The one thing that is true is that Dyson won't make anything that isn't patentable because James Dyson dislikes his products being cloned so much. So even though though could make really good versions of normal products, they don't.
Also they are way too expensive. Though in fairness my shitty Shark was expensive too.
Don't buy a Shark.
I’ve had the Dyson DC02 (1995) - great machine, rubbish plastic in the handle which always cracked after 5 or more years. The filters were also a terrible, throwaway design.
Then bought the DC25 (2008). The DC02 still worked, but this was a dramatic upgrade, solid, strong, easy to clean the brush bar (a long haired dog and 2x daughters made this a god send feature) and easy to wash filters.
Then bought the DC16 - their first cordless. Appalling suction and batteries which died after 1-2 years of use.
Next decided to try a different brand and bought a Miele CX1 (2019) - their first bag less cleaner. Highly rated, very expensive. It had the worst brush head I’ve ever seen, required fiddly disassembly to empty the weird little dust compartment within the canister and had a very odd dust filter which was a pain to clean. Terrible vacuum and lousy design compared to our previous Dyson.
Now we have the V15 - phenomenal cordless vacuum.

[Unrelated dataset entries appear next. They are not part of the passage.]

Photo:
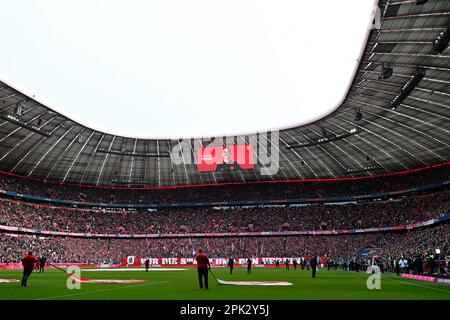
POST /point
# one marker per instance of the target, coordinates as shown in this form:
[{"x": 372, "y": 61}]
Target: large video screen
[{"x": 227, "y": 158}]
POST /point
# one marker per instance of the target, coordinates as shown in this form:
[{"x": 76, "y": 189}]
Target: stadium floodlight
[
  {"x": 408, "y": 88},
  {"x": 25, "y": 125},
  {"x": 386, "y": 72},
  {"x": 134, "y": 154},
  {"x": 442, "y": 41},
  {"x": 358, "y": 115},
  {"x": 323, "y": 140}
]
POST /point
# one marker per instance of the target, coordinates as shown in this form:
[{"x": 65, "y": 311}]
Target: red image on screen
[{"x": 228, "y": 158}]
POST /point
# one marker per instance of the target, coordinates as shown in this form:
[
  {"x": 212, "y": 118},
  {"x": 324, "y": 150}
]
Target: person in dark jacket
[
  {"x": 231, "y": 264},
  {"x": 28, "y": 263},
  {"x": 249, "y": 266},
  {"x": 202, "y": 268},
  {"x": 42, "y": 262},
  {"x": 313, "y": 264}
]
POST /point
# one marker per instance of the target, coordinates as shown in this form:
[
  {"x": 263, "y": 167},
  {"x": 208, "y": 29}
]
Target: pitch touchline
[
  {"x": 418, "y": 285},
  {"x": 103, "y": 290}
]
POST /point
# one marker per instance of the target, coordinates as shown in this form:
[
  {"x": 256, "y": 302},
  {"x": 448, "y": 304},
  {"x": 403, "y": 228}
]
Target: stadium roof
[{"x": 404, "y": 124}]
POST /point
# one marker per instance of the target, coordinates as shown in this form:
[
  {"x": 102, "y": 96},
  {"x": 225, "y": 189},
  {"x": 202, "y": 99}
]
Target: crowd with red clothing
[
  {"x": 191, "y": 220},
  {"x": 268, "y": 191},
  {"x": 93, "y": 251}
]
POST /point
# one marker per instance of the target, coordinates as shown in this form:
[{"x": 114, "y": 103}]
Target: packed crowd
[
  {"x": 207, "y": 220},
  {"x": 264, "y": 191},
  {"x": 89, "y": 250}
]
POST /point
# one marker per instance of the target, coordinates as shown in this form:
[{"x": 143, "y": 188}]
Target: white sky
[{"x": 184, "y": 68}]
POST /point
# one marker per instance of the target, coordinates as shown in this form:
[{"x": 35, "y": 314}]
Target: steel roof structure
[{"x": 396, "y": 133}]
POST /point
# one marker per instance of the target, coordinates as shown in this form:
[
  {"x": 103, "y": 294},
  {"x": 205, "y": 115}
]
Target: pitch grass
[{"x": 173, "y": 285}]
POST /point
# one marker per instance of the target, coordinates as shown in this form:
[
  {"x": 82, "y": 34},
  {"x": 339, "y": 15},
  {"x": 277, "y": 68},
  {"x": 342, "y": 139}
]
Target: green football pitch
[{"x": 173, "y": 285}]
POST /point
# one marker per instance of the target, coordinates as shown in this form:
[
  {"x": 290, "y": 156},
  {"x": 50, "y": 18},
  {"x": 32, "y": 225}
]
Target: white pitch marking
[
  {"x": 134, "y": 269},
  {"x": 103, "y": 290}
]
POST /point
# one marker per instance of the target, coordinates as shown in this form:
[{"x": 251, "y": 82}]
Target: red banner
[{"x": 228, "y": 158}]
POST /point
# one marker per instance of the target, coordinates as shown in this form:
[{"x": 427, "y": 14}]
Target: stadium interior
[{"x": 366, "y": 185}]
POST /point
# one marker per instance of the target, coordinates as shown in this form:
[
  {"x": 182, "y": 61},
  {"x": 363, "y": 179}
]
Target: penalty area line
[{"x": 102, "y": 290}]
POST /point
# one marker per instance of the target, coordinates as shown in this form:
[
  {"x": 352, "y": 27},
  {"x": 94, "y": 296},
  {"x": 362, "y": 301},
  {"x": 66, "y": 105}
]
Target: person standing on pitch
[
  {"x": 313, "y": 263},
  {"x": 231, "y": 264},
  {"x": 42, "y": 261},
  {"x": 202, "y": 268},
  {"x": 249, "y": 266},
  {"x": 28, "y": 263}
]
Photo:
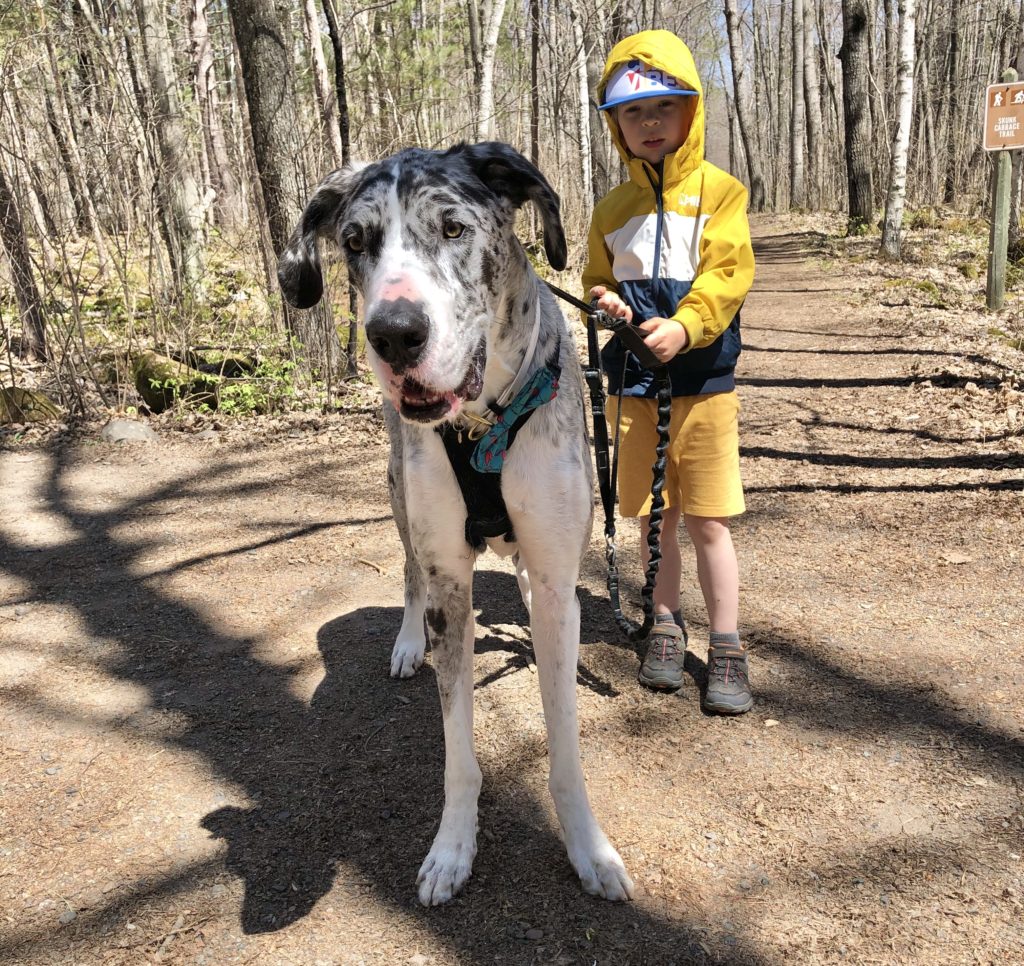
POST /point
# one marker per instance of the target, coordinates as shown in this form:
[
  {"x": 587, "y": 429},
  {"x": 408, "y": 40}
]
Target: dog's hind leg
[
  {"x": 450, "y": 619},
  {"x": 556, "y": 648},
  {"x": 407, "y": 655}
]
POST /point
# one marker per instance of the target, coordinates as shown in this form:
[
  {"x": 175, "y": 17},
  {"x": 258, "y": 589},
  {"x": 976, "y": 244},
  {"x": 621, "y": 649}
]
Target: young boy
[{"x": 670, "y": 250}]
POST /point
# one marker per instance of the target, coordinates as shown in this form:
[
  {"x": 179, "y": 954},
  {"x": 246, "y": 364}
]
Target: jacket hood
[{"x": 664, "y": 50}]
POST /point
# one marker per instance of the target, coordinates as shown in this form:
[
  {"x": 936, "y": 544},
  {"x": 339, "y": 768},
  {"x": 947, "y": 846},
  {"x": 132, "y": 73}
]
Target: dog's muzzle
[{"x": 398, "y": 331}]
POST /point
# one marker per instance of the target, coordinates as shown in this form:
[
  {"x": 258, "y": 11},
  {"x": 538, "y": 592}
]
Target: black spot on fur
[
  {"x": 487, "y": 270},
  {"x": 436, "y": 620}
]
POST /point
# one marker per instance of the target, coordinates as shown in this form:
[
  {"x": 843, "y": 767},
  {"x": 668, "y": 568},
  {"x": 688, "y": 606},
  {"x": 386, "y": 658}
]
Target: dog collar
[
  {"x": 477, "y": 424},
  {"x": 488, "y": 457}
]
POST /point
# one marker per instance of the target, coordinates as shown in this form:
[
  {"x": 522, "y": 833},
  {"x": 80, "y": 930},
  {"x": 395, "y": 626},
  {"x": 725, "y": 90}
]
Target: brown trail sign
[
  {"x": 1004, "y": 132},
  {"x": 1004, "y": 117}
]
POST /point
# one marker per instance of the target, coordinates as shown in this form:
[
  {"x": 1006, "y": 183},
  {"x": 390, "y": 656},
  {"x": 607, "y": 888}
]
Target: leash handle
[{"x": 632, "y": 336}]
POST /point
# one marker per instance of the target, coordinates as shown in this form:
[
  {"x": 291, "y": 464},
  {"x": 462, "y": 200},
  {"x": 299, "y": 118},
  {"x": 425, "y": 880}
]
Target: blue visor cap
[{"x": 636, "y": 81}]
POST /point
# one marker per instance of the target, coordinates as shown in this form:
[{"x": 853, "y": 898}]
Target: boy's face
[{"x": 653, "y": 127}]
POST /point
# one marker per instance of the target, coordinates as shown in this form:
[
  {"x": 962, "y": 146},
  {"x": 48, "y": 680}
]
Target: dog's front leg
[
  {"x": 407, "y": 655},
  {"x": 556, "y": 648},
  {"x": 450, "y": 620}
]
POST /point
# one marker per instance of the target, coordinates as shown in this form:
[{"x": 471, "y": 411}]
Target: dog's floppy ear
[
  {"x": 299, "y": 268},
  {"x": 510, "y": 175}
]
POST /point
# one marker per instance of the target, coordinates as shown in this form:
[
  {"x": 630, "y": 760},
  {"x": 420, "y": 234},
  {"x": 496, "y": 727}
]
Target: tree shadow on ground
[{"x": 343, "y": 792}]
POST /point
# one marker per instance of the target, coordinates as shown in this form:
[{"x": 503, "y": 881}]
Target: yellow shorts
[{"x": 702, "y": 462}]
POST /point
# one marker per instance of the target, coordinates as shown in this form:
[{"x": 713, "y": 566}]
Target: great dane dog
[{"x": 459, "y": 328}]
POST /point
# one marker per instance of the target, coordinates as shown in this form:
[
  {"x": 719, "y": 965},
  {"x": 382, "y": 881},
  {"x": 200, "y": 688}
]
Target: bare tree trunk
[
  {"x": 176, "y": 184},
  {"x": 535, "y": 82},
  {"x": 602, "y": 154},
  {"x": 743, "y": 108},
  {"x": 901, "y": 141},
  {"x": 322, "y": 83},
  {"x": 798, "y": 183},
  {"x": 16, "y": 247},
  {"x": 205, "y": 78},
  {"x": 494, "y": 10},
  {"x": 583, "y": 115},
  {"x": 812, "y": 90},
  {"x": 64, "y": 134},
  {"x": 341, "y": 87},
  {"x": 264, "y": 52},
  {"x": 857, "y": 114}
]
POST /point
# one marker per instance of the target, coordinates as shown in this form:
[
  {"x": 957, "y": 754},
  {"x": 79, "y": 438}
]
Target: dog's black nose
[{"x": 397, "y": 330}]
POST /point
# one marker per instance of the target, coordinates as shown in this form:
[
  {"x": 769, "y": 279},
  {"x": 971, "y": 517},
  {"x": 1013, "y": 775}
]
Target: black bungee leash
[{"x": 607, "y": 469}]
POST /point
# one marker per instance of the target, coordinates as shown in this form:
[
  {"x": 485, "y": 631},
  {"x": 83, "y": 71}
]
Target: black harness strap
[{"x": 486, "y": 514}]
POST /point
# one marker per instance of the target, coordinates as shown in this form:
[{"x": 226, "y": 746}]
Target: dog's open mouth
[{"x": 421, "y": 404}]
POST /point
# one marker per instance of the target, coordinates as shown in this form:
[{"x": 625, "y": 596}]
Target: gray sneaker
[
  {"x": 728, "y": 680},
  {"x": 663, "y": 665}
]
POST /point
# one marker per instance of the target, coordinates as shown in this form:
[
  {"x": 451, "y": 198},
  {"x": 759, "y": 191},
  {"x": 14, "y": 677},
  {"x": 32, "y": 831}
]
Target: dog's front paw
[
  {"x": 407, "y": 656},
  {"x": 602, "y": 873},
  {"x": 444, "y": 872}
]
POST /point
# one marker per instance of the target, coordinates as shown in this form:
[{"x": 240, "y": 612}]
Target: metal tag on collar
[{"x": 475, "y": 426}]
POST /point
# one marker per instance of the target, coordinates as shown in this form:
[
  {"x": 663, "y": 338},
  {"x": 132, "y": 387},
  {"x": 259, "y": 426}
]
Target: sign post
[{"x": 1004, "y": 132}]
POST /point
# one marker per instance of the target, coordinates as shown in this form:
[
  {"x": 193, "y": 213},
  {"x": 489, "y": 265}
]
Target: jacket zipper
[{"x": 656, "y": 186}]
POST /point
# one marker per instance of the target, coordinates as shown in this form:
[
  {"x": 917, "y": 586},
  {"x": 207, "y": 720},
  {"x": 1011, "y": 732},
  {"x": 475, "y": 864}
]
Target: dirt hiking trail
[{"x": 204, "y": 761}]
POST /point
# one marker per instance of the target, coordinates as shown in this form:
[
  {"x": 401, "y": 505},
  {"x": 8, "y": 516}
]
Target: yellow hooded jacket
[{"x": 673, "y": 243}]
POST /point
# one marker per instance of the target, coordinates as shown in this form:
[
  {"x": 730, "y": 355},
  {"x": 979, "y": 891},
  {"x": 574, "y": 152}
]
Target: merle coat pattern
[{"x": 451, "y": 303}]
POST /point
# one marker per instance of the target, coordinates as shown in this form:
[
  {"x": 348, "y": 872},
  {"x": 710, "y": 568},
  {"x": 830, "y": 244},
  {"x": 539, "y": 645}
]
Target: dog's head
[{"x": 428, "y": 237}]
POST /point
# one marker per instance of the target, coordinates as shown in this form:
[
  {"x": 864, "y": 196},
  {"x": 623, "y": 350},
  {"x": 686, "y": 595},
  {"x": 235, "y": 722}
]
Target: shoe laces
[
  {"x": 664, "y": 646},
  {"x": 727, "y": 665}
]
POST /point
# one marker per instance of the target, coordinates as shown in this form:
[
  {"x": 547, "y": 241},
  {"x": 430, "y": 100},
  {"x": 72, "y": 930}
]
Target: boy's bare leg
[
  {"x": 718, "y": 571},
  {"x": 728, "y": 689},
  {"x": 670, "y": 571}
]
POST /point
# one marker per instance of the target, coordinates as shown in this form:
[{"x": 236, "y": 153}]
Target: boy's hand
[
  {"x": 611, "y": 303},
  {"x": 666, "y": 337}
]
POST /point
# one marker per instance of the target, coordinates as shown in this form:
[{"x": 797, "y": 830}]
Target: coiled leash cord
[{"x": 607, "y": 470}]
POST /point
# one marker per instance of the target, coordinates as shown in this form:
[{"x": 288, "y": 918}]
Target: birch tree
[
  {"x": 493, "y": 12},
  {"x": 891, "y": 233},
  {"x": 743, "y": 107},
  {"x": 264, "y": 51},
  {"x": 205, "y": 82},
  {"x": 177, "y": 189},
  {"x": 583, "y": 114},
  {"x": 857, "y": 114},
  {"x": 812, "y": 96},
  {"x": 326, "y": 102},
  {"x": 16, "y": 247},
  {"x": 798, "y": 185}
]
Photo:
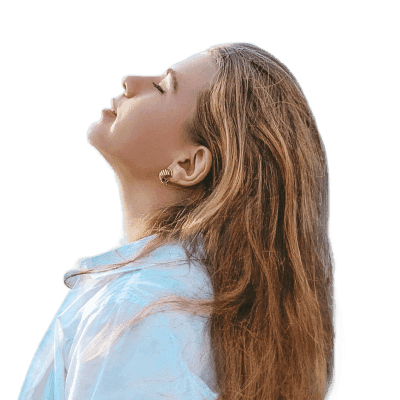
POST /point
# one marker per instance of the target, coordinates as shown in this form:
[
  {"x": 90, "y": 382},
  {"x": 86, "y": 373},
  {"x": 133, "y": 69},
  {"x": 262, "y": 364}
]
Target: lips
[{"x": 109, "y": 111}]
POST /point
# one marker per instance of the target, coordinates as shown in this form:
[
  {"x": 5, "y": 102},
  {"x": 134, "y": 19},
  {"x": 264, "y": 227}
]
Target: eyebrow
[{"x": 174, "y": 79}]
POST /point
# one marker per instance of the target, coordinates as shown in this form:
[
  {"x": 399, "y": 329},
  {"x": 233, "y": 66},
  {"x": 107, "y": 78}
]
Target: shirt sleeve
[{"x": 161, "y": 357}]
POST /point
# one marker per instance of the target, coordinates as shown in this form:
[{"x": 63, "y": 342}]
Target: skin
[{"x": 146, "y": 137}]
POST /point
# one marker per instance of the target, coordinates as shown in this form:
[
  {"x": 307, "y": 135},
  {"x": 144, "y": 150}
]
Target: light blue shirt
[{"x": 165, "y": 356}]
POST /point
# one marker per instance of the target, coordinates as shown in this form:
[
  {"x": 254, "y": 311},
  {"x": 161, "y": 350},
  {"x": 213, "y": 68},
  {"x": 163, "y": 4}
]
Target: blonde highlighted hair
[{"x": 262, "y": 212}]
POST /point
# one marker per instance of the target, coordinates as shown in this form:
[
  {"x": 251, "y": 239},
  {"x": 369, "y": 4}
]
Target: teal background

Can’t praise it enough. It’s just a vacuum mind but it’s very good.
As an aside we’ve also bought the Dyson fans for work. The circular one worked well the HP02 heater purifier which cost a fortune has a high pitched whine which is so irritating that everyone turns it off and this is despite Dyson reluctantly taking it back and ‘fixing’ it - whereupon a year later it’s back to whining.
Dyson himself seems a hypocrite and a little questionable - between Brexit and then incorporating in Singapore and also buying swathes of British farmland I’m not exactly enamored. Also backing out of the Dyson car seemed a low ambition move to me given he has total ownership of the company and is one of the few people in the world who can make that kind of impact.
But the article itself just seems a nothing burger.
Everything will be worker and independently owned (bootstrapped and no VCs), no patents (we don't care about clones)
Just make great product that is open has free software.
If there would be significant interest Dyson could have a direct competitor just like many other open source companies like System72 and Red Hat
People on HN are always saying they'd pay extra for a vacuum cleaner that is repairable. Well, here it is. Put your money where your mouth is.
I've had mine for at least ten years, and when something goes wrong, I'm able to order parts, and fix it myself. The whole thing is extensively designed to be repaired, complete with little icons on most of the parts to guide to taking them apart and putting them together.
I suspect that 90% of the people on HN who complain about Dyson (and most other consumer products) have never owned one, and are just aping things they've read online just to have something at all to say.